– Старалась не обращать внимания на очередную жертву твоих странных опытов. Но если оно будет пялиться во время того, как мы… в общем, это уже перебор.

– Твои коты тоже глядят на нас, когда…

– Коты – другое! – резко воскликнула Лана. Так что Альгерду показалось, будто воздух пропитается сейчас гневной Волей чародейки.

Полосатый шерстяной комок, свернувшийся на резном карле близ большого зеркала, встал и потянулся. Будто услышал, что речь ведут о нём и его братии.

– Они милые дети природы, а это – пакость! Это ведь кобольд, верно?

Альгерд медленно кивнул.

– Ещё одно порождение Умбры, – звонко проговорила Лана и надула губы. – С тобой вечно так: ты запрещаешь мне шутить о ложах чернокнижников, а сам тащишь в мой дом всякую нечисть.

– Не занудствуй, милая. Грегуа совершенно не опасен, всё его тёмное нутро выжжено моими заклятиями, вместе с частями мозга. Притом, Грегуа очень полезен, я никак не могу отказаться от владения им. Мы ведь в ответе за приручённых нами тварей.

– Во имя Хелминагора! Приручить и выжечь половину мозга чарами – разные вещи, Альгерд! И чем он так необходим тебе, что ты не можешь отпустить его?

– Грегуа – мой носильщик. Ты могла заметить, что именно он занёс мои вещи наверх. Я полагаю, что иметь в слугах кобольда с поражённым чарами мозгом куда нравственнее, чем использовать подневольный труд людей или йордлингов. И когда-нибудь всё общество согласится со мной.

Лана посмотрела на Альгерда, как смотрят матери на своих детей, когда те лепечут всякий вздор, что приходит на ум. В её взгляде смешалось умиление и лёгкая тоска по чему-то далёкому.

– Иногда я не понимаю, почему испытываю к тебе чувства, – сказала она.

– Ты испытываешь ко мне какие-то чувства? – бровь Альгерда выгнулась дугой. – Всегда считал, что ведьмам высокие чувства недоступны. Даже тем, что лечат людей.

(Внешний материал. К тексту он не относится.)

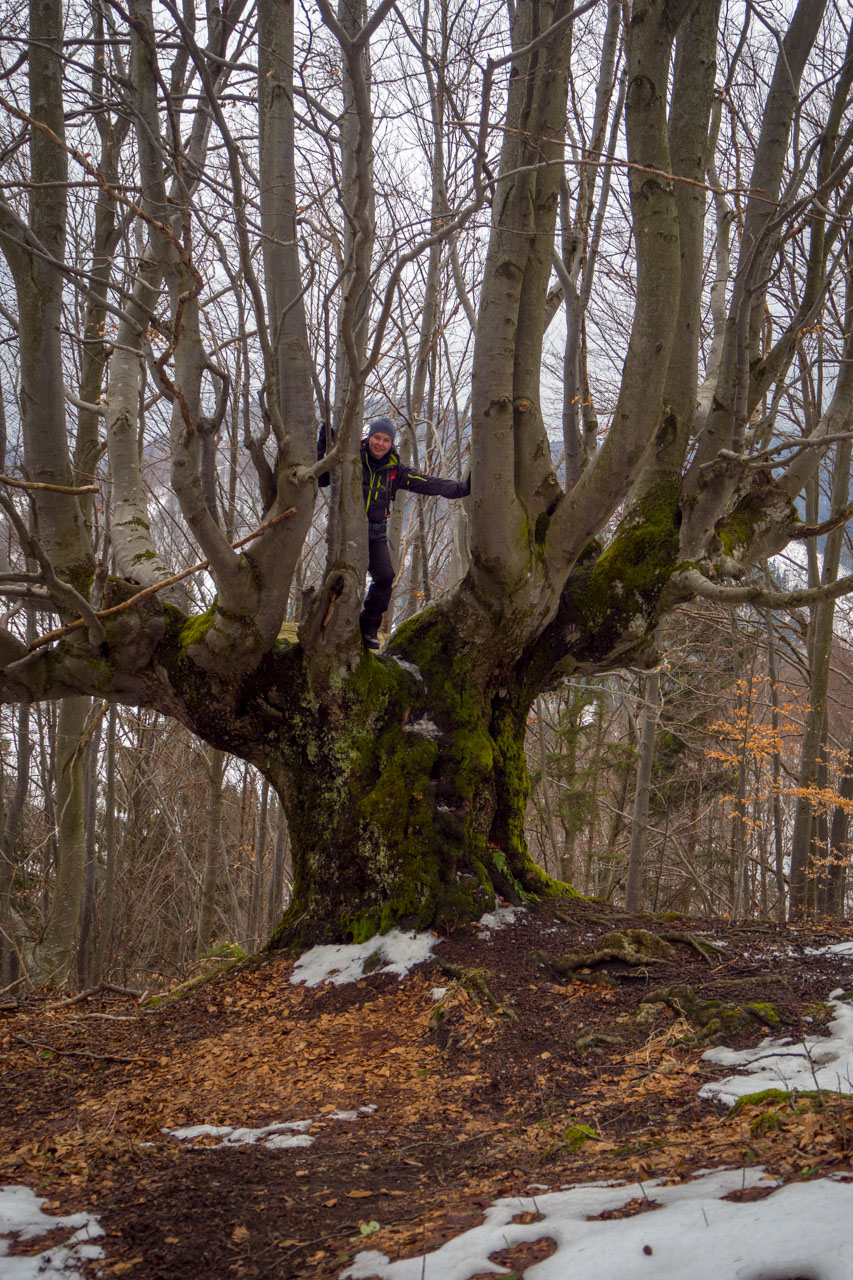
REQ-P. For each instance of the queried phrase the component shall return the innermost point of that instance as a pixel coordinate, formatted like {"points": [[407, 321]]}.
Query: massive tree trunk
{"points": [[406, 789]]}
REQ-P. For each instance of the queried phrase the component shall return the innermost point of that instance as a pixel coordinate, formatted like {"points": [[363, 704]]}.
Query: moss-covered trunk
{"points": [[405, 790]]}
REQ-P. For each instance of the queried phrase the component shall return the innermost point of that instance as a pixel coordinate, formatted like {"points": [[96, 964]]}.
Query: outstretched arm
{"points": [[418, 483]]}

Сумрак пробежал тенями по лицу Ланы. Она стиснула зубы. Альгерд вращал в руке бокал и смотрел на него.

– А чародеи, по-твоему, способны испытывать высокие чувства? – бросила Лана.

– Чародеи способны испытывать только страстное желание власти, – Альгерд видел смущение своей любовницы, а потому пожелал перевести тему разговора. – К слову, об этом желании и прочих чувствах и страстях чародеев. Грегуа, выйди из комнаты!

Кобольд, словно проснувшийся после многолетней спячки тряхнул головой и, кряхтя, удалился из ведьминых покоев.

– Всюду в мире властвует противоречие, – продолжил Альгерд. – И мой провал в университете Его Императорского Величества Хенвальда Исмара Хелминагора исключением не оказался. Видишь ли, в той зале аудиториума я ощутил слабость. Болт, который выпустил сукин сын прикончил бы меня, если бы не рунное заклятие. Я говорю это только тебе, хотя в коллегии уже наверняка распускают слухи, они ведь знают, что я предпочитаю начертить образ руны чистому мыслительному заклинанию. Им ведомы мои слабости, Лана. Ведомы, после Добрина. Знают твари, как тяжко даётся мне сосредоточение, после того как я потерял… Эх, я ведь и на сей раз хотел остановить, защититься от этого проходимца Фьяра мыслью, но не успел. А когда он полез к фиалам с алхимическим пламенем, то хотел скрутить его Волей, либо наслать паралич, а мысли спутались, получилась какая-то невнятная мешанина и я вовсе упал без чувств.

– Да, но ты ведь всё же остановил его…

– Не перебивай! Я ещё не окончил речь. Случившееся в Хенвальде помогло мне понять кое-что важное и сделать выбор. Я отправлюсь навстречу серьёзной опасности, вернусь победителем и стану собирать сторонников в коллегии. Не всё Максимилиану наслаждаться благами, которые даёт высокий покровитель и слава, причём незаслуженная. Умбра бросила вызов нашему миру, и я собираюсь его принять, дабы, защитив Мид-Ард, стать тем, кем я и рождён: истинным мастером Воли. А кроме влияния среди собратьев-волюнтариев и имперской власти, победа над умбрийской угрозой даст мне то, что я никогда не обрету в борьбе со спятившими профессорами или слабосильными чернокнижниками – уверенность в собственных силах.